投稿を解析して「危機」の種類と発生場所を判定

 スペクティは「情報の収集」、「解析および内容分類」、「タイトル付け」、「真偽判定」という4つのステップを踏んで情報を配信する。利用企業は、情報を収集する地域(都道府県市区町村など)、危機のカテゴリー(災害や事故など)をあらかじめ指定しておく。スペクティは、その指定に該当する投稿を、ソーシャルメディアが提供しているAPIを使って収集する。

 続いて、収集した投稿に含まれるテキスト、画像、動画を解析し、分類する。例えば、消防車が映っていて、建物から黒い煙が上がっていて、部屋からオレンジ色の炎が出ている、という動画が上がっていれば、「火災」に分類する。そのほか、横転した自動車の画像なら「交通事故」、水をかぶった道路の画像なら「道路冠水」のように分類する。

 スペクティは、災害や事故の発生場所の推定も行う。「投稿から場所がわからないことが多いので、さまざまな情報を組み合わせて推定している」と村上CEOは話す。例えば、画像や動画に道路標識や看板が映り込んでいれば、そこから地名の情報を抽出し、地名データベースと照合して場所を特定する。

同一事象の複数投稿を判別

 分類結果と場所は、「東京都、火災」というような形でタイトルにして利用企業へ配信する。場所の候補をひとつに絞り込めない場合は「他の都道府県の可能性もあります」のように注記を入れる。

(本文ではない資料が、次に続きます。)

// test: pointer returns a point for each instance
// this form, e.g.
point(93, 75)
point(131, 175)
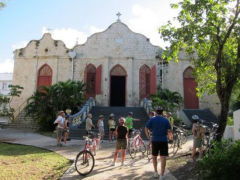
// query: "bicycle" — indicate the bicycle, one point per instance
point(136, 144)
point(149, 149)
point(85, 161)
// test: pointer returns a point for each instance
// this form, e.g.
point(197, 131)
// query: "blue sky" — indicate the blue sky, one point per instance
point(72, 20)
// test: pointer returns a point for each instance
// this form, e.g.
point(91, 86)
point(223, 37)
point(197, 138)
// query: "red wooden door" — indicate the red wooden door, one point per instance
point(153, 80)
point(144, 81)
point(44, 76)
point(190, 94)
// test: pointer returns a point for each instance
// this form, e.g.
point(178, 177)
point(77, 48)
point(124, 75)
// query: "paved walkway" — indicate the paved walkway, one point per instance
point(139, 168)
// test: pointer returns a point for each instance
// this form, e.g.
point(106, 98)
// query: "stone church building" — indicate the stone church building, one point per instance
point(120, 68)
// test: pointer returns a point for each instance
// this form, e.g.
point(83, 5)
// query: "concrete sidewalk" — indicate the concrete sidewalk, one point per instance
point(138, 168)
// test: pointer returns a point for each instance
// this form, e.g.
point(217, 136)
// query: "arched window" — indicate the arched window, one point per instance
point(144, 81)
point(44, 76)
point(190, 94)
point(90, 80)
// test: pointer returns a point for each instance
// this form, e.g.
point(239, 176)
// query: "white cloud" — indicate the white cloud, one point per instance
point(6, 65)
point(149, 16)
point(70, 36)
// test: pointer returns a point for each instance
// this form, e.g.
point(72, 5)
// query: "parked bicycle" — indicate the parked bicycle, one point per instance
point(149, 149)
point(84, 162)
point(180, 135)
point(136, 144)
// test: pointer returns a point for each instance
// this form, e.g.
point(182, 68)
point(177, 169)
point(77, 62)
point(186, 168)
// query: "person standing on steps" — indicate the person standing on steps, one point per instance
point(121, 144)
point(60, 127)
point(112, 127)
point(89, 124)
point(129, 123)
point(100, 125)
point(161, 130)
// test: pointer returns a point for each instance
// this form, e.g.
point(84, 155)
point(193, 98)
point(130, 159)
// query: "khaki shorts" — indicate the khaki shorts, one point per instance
point(121, 144)
point(197, 142)
point(60, 132)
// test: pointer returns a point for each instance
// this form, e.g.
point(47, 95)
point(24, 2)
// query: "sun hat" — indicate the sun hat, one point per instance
point(121, 120)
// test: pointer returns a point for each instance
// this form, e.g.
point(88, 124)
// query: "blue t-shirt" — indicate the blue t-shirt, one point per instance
point(159, 127)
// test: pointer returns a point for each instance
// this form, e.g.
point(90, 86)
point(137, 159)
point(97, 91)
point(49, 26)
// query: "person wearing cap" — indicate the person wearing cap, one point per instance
point(121, 144)
point(89, 124)
point(100, 125)
point(198, 135)
point(161, 130)
point(112, 127)
point(129, 123)
point(60, 126)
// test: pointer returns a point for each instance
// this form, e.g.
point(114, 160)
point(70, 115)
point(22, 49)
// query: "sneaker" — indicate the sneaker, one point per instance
point(161, 177)
point(155, 175)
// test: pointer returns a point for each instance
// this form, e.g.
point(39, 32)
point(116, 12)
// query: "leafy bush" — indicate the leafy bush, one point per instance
point(230, 121)
point(5, 101)
point(46, 102)
point(223, 161)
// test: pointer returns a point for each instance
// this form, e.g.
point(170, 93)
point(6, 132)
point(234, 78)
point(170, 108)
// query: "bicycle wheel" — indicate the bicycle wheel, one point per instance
point(183, 138)
point(142, 147)
point(149, 152)
point(84, 162)
point(132, 151)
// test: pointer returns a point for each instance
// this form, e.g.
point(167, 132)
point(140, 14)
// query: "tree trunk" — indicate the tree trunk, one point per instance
point(222, 120)
point(224, 100)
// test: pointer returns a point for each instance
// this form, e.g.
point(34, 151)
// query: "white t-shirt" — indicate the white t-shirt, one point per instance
point(100, 124)
point(60, 121)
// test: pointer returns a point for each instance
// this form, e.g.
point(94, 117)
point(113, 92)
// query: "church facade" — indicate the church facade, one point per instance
point(120, 68)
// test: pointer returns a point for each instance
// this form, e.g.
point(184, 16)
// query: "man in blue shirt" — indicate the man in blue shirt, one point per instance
point(160, 128)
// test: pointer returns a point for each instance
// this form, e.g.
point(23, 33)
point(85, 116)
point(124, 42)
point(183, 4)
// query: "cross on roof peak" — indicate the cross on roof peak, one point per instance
point(118, 15)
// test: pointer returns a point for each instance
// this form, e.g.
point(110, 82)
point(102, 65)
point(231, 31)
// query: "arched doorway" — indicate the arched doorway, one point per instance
point(144, 81)
point(190, 94)
point(90, 80)
point(118, 86)
point(44, 76)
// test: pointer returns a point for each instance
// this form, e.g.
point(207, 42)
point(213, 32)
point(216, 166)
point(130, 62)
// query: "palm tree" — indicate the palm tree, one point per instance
point(47, 101)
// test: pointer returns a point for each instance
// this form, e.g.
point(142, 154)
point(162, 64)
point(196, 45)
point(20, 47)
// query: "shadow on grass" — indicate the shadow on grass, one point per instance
point(9, 149)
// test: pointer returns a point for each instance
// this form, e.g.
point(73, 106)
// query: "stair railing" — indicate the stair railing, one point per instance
point(80, 116)
point(146, 104)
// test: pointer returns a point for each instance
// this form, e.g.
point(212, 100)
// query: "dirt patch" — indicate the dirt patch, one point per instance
point(183, 168)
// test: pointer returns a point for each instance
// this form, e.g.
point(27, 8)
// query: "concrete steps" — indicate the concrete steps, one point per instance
point(138, 113)
point(22, 122)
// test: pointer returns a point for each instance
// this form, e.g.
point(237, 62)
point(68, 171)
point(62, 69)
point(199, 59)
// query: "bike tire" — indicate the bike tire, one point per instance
point(132, 151)
point(83, 159)
point(143, 147)
point(149, 152)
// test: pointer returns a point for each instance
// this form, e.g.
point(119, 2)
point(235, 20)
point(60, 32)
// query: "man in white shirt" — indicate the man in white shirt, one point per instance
point(60, 127)
point(89, 124)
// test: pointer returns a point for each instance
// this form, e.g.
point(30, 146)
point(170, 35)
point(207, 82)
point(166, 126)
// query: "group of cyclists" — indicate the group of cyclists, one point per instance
point(159, 128)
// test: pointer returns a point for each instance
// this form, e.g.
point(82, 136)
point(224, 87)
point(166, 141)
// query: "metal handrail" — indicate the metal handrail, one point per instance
point(19, 109)
point(146, 104)
point(80, 116)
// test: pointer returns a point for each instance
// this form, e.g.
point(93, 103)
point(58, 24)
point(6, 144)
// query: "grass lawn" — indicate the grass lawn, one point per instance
point(28, 162)
point(48, 133)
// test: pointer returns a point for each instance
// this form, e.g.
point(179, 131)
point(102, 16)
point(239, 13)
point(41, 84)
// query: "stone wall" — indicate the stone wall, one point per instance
point(30, 59)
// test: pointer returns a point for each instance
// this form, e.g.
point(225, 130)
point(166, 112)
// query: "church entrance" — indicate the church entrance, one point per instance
point(118, 86)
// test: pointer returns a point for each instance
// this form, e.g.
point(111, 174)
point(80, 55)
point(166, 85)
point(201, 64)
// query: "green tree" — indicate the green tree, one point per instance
point(5, 101)
point(46, 102)
point(209, 32)
point(167, 99)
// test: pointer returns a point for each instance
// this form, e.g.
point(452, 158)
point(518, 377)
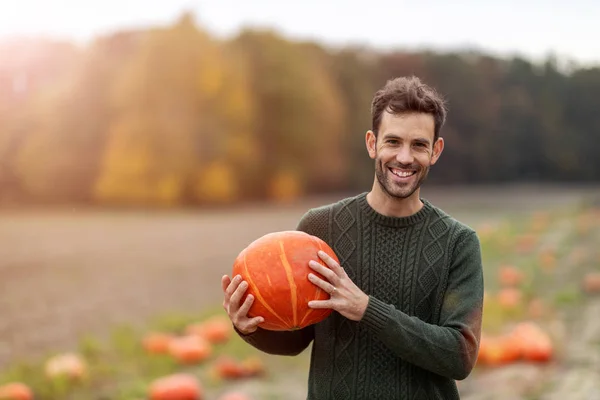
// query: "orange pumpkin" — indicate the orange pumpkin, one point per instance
point(15, 391)
point(253, 366)
point(229, 368)
point(189, 349)
point(215, 330)
point(157, 342)
point(534, 343)
point(509, 276)
point(176, 387)
point(497, 350)
point(276, 269)
point(69, 365)
point(510, 298)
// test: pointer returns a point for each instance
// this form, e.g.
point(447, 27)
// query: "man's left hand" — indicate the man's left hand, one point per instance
point(345, 297)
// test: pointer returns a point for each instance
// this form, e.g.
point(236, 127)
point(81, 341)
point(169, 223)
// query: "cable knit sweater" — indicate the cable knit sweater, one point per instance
point(421, 328)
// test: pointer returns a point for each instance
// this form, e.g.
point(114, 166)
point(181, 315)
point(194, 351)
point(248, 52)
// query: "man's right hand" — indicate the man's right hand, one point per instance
point(233, 290)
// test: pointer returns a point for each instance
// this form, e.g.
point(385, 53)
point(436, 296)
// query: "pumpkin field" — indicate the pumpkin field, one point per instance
point(126, 304)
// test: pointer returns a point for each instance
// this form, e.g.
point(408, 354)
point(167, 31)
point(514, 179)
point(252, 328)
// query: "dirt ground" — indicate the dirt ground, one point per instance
point(71, 272)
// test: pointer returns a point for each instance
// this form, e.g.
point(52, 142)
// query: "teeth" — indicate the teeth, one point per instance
point(402, 174)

 一つの事故や災害に関して複数のユーザーが投稿することも多い。スペクティは同じ事象に関する内容だと判断すると、「第2報」「第3報」のように続報だと分かるようにタイトルを付ける。複数の投稿があることによって、情報が次第に詳細になっていくこともある。「第1報、東京都、電車が非常停止との情報、秋葉原駅付近」、「第2報、東京都山手線、非常停止との情報、秋葉原駅」といった具合である。

テキストと画像を調べ、ニセ情報を判定

 ソーシャルメディアの情報を利用するうえで、欠かせないのが情報の真偽判定である。「報道機関は情報の真偽を確認する専門部署があることも多いが、大部分の企業にはそういう体制がないので、スペクティが配信する情報が正確である必要がある」(村上CEO)。

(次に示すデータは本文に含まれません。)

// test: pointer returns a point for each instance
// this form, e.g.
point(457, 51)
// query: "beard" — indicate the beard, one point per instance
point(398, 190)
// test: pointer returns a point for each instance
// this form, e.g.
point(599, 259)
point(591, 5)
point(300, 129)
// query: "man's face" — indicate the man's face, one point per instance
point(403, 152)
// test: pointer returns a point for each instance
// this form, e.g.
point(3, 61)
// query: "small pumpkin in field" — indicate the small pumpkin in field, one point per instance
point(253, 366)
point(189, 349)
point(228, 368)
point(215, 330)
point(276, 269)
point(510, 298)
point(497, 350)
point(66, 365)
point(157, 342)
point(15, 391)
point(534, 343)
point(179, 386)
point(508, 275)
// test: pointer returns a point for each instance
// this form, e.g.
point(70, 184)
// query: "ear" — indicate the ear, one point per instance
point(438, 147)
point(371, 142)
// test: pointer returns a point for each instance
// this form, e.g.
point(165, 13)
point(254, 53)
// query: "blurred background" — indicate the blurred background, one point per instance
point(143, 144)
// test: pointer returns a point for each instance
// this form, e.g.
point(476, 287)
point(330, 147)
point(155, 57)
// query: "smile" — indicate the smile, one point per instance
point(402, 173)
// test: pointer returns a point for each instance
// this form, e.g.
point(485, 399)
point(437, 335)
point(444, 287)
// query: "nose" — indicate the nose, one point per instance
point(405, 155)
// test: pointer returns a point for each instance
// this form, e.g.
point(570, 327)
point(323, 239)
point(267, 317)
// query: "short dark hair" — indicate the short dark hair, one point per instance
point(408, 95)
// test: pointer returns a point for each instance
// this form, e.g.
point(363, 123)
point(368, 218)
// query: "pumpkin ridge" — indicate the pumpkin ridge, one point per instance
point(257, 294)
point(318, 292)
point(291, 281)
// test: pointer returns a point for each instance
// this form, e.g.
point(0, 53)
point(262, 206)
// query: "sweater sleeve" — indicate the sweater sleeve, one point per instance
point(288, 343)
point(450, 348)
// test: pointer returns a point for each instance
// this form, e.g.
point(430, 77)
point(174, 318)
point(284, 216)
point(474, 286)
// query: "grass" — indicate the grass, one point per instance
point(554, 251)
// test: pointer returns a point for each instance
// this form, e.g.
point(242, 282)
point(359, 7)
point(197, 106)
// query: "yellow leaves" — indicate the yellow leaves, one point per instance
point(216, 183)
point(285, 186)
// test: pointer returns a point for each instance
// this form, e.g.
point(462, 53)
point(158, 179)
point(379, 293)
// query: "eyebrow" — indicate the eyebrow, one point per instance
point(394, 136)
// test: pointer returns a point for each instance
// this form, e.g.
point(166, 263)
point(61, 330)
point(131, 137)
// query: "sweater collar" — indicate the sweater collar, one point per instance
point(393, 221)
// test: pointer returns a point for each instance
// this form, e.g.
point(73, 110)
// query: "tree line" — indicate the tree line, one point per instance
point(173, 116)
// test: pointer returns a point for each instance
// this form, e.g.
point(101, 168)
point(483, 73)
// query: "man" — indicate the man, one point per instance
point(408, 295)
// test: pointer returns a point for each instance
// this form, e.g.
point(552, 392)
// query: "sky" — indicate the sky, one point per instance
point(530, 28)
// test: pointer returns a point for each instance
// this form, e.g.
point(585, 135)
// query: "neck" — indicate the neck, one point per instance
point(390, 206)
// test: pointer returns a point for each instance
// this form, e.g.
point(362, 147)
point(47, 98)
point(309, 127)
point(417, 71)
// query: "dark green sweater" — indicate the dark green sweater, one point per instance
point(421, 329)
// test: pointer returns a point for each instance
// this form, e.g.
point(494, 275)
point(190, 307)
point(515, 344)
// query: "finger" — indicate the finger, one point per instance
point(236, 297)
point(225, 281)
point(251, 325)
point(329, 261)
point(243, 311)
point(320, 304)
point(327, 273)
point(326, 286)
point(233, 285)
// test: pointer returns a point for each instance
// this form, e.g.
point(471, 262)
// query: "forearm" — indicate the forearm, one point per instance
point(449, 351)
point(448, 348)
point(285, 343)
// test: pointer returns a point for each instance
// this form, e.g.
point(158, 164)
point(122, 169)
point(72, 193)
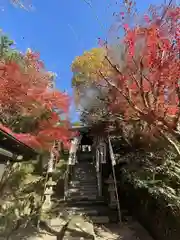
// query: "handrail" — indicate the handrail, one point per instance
point(113, 162)
point(66, 182)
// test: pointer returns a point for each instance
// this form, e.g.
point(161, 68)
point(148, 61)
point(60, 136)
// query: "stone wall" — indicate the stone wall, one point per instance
point(154, 209)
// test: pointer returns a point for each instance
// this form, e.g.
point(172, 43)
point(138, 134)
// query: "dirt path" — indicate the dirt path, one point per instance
point(128, 231)
point(131, 230)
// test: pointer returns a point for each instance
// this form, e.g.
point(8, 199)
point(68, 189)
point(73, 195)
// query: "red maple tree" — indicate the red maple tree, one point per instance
point(147, 86)
point(27, 92)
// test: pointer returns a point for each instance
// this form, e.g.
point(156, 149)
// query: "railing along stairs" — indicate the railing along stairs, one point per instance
point(71, 162)
point(113, 163)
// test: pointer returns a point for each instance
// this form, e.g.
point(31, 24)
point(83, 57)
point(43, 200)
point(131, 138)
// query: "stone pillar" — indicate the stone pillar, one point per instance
point(112, 192)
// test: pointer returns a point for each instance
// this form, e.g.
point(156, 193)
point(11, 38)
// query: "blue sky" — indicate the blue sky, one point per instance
point(60, 30)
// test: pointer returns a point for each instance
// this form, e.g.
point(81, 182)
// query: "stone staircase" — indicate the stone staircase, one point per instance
point(82, 196)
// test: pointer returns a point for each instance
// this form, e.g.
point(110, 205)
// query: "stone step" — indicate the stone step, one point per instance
point(81, 193)
point(89, 210)
point(83, 189)
point(85, 203)
point(76, 238)
point(100, 219)
point(89, 197)
point(82, 183)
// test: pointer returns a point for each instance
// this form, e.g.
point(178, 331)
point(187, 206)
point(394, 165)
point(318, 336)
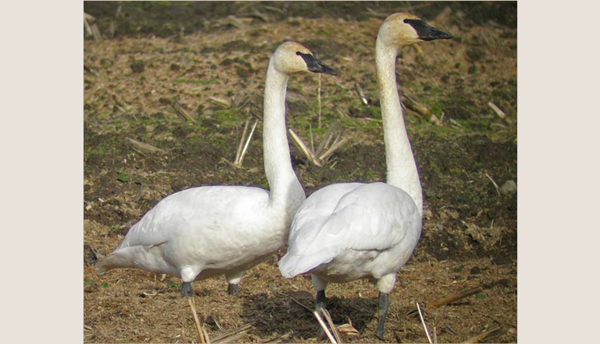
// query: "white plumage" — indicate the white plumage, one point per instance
point(345, 232)
point(208, 231)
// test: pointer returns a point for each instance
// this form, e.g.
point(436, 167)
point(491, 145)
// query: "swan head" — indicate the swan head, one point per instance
point(292, 57)
point(400, 29)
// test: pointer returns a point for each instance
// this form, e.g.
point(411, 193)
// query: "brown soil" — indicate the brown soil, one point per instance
point(131, 83)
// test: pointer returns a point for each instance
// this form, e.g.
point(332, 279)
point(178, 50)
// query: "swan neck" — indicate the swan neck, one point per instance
point(285, 188)
point(401, 166)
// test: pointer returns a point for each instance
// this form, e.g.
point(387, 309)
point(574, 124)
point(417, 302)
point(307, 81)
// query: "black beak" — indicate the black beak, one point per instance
point(427, 32)
point(315, 65)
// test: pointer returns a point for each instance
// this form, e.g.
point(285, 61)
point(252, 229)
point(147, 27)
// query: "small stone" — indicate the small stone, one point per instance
point(509, 187)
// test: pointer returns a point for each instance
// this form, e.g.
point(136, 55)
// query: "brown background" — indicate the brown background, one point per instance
point(42, 147)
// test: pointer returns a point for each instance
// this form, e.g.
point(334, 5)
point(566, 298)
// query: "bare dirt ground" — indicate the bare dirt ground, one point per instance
point(137, 78)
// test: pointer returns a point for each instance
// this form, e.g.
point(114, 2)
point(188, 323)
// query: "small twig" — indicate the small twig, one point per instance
point(417, 48)
point(326, 138)
point(181, 111)
point(221, 339)
point(319, 99)
point(241, 144)
point(334, 329)
point(201, 332)
point(341, 113)
point(333, 148)
point(247, 142)
point(310, 310)
point(324, 327)
point(240, 159)
point(220, 101)
point(303, 148)
point(87, 26)
point(479, 338)
point(453, 298)
point(497, 110)
point(493, 182)
point(361, 94)
point(312, 140)
point(145, 147)
point(423, 321)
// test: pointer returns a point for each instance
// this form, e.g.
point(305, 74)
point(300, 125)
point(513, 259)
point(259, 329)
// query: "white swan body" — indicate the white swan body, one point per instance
point(351, 231)
point(208, 231)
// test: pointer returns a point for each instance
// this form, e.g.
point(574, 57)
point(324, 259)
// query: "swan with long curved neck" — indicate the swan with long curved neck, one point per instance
point(351, 231)
point(223, 230)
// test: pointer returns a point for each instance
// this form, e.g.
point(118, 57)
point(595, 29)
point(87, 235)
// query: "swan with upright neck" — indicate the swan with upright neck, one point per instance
point(349, 231)
point(223, 230)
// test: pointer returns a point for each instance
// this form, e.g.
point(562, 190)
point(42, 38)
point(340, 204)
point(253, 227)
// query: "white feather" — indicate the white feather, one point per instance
point(208, 231)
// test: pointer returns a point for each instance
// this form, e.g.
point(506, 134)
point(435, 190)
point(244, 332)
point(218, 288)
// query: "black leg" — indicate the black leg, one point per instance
point(384, 305)
point(233, 289)
point(320, 300)
point(186, 289)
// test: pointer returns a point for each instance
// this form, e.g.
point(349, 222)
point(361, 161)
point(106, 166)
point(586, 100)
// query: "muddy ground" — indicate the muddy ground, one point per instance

 スペクティは、過去のデマ情報をデータベースに格納しており、それをAIに学習させて、デマに特有のテキストパターンを検出できるようにしている。

 また、画像からデマを見抜く機能も持つ。その一つが画質に基づく画像加工の判定だ。加工した画像は劣化して、画質に明確な差が出ることが多いという。

 さらに、データベースで類似画像を照合する機能も備える。「いまこんな災害が起きています!」という投稿の画像が、過去の別のものである例は、災害のたびに繰り返されている。このような場合、人の目でパッと見ただけでは偽情報だと見抜けないため、ソーシャルメディアで拡散してしまいがちだ。スペクティは、類似画像が見つかると情報の正確性が疑わしいと判断する。

 デマや偽情報の可能性がある場合は、真偽を判定するスペクティの専門チームに確認を促す。専門チーム24時間体制で情報の確認にあたっていて、事実だと判断した場合だけ情報配信を許可する。